A judicial panel is a set of judges who sit together to hear a cause of action, most frequently an appeal from a ruling of a trial court judge. Panels are used in contrast to single-judge appeals, and en banc hearings, which involves all of the judges of that court. Most national supreme courts sit as panels. In addition, in many countries of the civil law tradition, trial courts are also constituted as judicial panels. Panels may vary in size depending on the jurisdiction and the importance or complexity of the case, with the general assumption that the larger the panel, the greater the authority and precedential weight of its decision.

== United States ==
=== Appellate cases ===
In the United States, most state and federal appellate cases are heard by three-judge panels. The governing statute for federal appellate courts, 28 U.S.C. § 46(c), provides:

Cases and controversies shall be heard and determined by a court or panel of not more than three judges (except that the United States Court of Appeals for the Federal Circuit may sit in panels of more than three judges if its rules so provide), unless a hearing or rehearing before the court en banc is ordered by a majority of the circuit judges of the circuit who are in regular active service.

This practice has been in place since as early as 1891.

=== In district courts ===
Most trials in the United States district courts are held before a single judge, but there are some circumstances where the trial itself is required to be held before a three-judge panel. For example, 28 U. S. C. § 2284(a) states:

A district court of three judges shall be convened when otherwise required by Act of Congress, or when an action is filed challenging the constitutionality of the apportionment of congressional districts or the apportionment of any statewide legislative body.

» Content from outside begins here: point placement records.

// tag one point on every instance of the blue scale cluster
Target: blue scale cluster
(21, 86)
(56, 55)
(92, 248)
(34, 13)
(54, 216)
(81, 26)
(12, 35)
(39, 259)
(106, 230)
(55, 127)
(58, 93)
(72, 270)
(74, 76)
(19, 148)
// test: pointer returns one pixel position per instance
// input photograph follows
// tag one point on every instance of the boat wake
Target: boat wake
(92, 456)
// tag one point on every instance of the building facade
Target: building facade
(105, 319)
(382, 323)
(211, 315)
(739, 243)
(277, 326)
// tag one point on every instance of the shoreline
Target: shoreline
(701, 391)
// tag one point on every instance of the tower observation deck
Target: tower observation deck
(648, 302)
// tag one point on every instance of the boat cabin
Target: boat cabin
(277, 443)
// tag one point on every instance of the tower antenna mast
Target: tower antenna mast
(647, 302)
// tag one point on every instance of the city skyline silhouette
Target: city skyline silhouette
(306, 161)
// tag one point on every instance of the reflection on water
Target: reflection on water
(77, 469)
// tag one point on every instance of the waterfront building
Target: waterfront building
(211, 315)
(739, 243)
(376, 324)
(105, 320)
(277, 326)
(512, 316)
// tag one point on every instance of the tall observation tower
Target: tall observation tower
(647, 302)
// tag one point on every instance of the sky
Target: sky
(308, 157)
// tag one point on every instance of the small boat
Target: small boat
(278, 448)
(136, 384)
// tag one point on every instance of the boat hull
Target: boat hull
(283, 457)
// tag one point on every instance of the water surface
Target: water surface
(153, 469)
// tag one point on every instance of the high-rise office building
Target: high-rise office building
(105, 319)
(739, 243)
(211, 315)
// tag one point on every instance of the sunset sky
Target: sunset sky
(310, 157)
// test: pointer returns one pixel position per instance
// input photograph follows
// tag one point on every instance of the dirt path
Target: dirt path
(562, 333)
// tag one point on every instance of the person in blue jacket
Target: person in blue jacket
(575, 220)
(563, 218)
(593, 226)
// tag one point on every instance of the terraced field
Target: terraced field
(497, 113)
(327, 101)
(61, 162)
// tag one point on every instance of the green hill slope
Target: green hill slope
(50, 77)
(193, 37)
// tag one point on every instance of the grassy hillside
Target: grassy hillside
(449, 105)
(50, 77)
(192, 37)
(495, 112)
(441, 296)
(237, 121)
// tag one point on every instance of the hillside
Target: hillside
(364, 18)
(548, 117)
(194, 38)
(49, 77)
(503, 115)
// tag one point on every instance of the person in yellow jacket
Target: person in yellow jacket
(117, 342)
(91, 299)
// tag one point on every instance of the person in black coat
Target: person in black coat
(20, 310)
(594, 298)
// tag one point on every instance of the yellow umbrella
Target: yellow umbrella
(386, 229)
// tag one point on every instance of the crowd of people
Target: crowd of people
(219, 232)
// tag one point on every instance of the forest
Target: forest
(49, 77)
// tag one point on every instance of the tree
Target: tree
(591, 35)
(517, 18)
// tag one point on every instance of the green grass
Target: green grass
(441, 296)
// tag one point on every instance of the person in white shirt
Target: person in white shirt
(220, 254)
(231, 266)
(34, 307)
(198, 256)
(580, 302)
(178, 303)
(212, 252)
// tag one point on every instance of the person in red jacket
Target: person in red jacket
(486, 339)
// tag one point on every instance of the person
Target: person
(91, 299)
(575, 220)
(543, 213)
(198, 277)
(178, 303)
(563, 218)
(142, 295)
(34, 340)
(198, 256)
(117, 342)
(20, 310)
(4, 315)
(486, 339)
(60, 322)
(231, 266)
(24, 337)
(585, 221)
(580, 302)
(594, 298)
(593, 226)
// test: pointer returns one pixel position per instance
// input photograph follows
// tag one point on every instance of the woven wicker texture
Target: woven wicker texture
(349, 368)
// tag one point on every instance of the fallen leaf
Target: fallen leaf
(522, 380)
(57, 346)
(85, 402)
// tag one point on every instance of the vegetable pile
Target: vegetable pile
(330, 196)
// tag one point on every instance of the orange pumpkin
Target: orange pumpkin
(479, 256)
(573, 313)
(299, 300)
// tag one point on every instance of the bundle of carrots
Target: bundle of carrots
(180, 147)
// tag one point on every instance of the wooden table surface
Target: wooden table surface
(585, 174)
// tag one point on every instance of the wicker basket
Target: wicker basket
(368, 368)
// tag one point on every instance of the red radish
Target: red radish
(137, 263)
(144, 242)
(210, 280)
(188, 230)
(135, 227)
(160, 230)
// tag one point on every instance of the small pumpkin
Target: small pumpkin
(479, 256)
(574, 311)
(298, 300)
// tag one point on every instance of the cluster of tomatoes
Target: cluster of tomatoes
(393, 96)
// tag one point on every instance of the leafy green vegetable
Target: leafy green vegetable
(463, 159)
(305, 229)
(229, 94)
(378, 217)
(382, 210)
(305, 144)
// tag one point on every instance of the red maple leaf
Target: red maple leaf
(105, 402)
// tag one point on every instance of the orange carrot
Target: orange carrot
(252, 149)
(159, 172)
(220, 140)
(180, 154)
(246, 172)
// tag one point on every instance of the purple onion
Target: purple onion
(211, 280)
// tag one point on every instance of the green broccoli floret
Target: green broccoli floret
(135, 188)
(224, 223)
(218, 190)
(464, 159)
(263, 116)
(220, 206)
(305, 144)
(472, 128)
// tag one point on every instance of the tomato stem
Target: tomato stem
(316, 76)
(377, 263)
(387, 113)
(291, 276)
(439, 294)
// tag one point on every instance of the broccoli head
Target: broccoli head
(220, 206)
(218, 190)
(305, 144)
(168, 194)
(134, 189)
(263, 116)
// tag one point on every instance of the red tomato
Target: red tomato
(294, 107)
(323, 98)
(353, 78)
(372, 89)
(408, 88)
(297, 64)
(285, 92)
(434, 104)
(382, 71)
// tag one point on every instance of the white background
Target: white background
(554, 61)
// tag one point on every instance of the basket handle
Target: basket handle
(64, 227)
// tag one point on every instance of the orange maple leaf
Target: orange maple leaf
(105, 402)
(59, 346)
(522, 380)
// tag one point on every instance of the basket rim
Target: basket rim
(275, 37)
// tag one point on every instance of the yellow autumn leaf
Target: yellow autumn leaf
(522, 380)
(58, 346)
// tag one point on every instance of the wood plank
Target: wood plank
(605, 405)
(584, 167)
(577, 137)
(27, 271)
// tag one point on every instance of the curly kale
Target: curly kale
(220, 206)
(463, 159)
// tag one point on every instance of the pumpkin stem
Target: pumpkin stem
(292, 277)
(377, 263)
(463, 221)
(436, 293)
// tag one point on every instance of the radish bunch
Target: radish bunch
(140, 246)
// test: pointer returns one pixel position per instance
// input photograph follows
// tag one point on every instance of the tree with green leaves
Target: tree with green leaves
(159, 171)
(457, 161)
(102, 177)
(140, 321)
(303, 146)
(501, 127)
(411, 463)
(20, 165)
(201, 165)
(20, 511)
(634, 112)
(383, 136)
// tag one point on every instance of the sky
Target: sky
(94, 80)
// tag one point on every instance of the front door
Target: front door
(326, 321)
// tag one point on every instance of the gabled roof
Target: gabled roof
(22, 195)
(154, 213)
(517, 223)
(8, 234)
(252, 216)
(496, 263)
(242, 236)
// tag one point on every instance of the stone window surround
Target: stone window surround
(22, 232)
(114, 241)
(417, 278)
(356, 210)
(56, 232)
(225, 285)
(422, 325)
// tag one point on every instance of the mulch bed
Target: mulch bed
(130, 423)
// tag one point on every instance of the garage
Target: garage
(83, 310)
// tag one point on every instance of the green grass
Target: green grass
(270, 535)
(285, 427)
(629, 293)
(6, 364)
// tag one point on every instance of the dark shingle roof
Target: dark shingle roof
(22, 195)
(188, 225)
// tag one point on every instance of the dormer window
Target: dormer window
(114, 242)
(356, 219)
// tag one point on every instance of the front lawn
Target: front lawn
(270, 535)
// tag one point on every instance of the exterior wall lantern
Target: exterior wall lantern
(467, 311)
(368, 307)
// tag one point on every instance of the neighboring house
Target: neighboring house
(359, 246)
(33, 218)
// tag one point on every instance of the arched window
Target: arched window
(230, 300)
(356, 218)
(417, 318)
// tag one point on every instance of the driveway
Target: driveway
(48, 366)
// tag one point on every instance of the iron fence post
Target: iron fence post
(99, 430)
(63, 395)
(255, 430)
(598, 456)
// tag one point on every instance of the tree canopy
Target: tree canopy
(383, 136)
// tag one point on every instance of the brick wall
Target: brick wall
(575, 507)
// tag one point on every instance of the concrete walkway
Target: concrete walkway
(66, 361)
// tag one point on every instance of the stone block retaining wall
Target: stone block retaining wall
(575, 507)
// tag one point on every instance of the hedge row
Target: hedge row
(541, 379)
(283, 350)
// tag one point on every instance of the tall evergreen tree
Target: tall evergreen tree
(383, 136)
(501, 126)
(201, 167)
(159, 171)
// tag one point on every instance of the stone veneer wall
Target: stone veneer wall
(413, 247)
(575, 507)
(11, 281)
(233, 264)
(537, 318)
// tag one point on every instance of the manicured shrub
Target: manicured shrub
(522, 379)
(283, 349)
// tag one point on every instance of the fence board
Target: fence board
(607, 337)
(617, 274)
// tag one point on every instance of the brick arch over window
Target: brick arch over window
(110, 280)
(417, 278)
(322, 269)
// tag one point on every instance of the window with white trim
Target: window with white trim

Until 1976, three-judge panels heard lawsuits challenging the constitutionality of state and federal statutes, but this practice has largely ended, the major exceptions being apportionment and redistricting cases.

The Prison Litigation Reform Act requires that any "prisoner release orders" requiring the reduction of prisoner population be issued by a panel of three district judges. This occurred for example in Brown v. Plata.

Typically, if the chief judge is a member of the panel, that person will chair the panel and call hearings to order; if the chief judge is not on the panel, this duty falls to the senior-most judge. Following oral arguments, the judges will meet briefly to confer and determine what the likely majority opinion in the case will be. If the judge who chairs the panel is in the majority at this time, that judge may assign the writing of the opinion for that case.

===Panel selection===
Selection of judicial panels is supposed to be random, or otherwise carried out in a way that avoids an appearance that the selection of the panel is intended to influence the outcome of a case. In the United States federal courts, the office of the courts states that "creation and scheduling of panels, and the assignment of specific cases to those panels, is handled by either the clerk of court's office or the circuit executive's office", with judges having "no role in panel assignments". In some cases, challenges have been raised against the randomness or neutrality of the selection process. In 1963, judge Benjamin Franklin Cameron of the United States Court of Appeals for the Fifth Circuit "threw [the court] into turmoil, charging Chief Judge Elbert P. Tuttle with manipulating the composition of panels in civil rights and desegregation cases so as to influence their outcome". Although on the surface it appears that certain judges appeared on the panels an unusual number of times, a deeper examination noted that some of these appearances were dictated by the preference of certain judges (including Cameron) not to sit with others, thus reducing the number of possible combinations, and counting multiple hearings of the same case as separate panels. A 2015 study suggested that "several of the circuit courts have panels that are nonrandom in ways that impact the ideological balance of panels".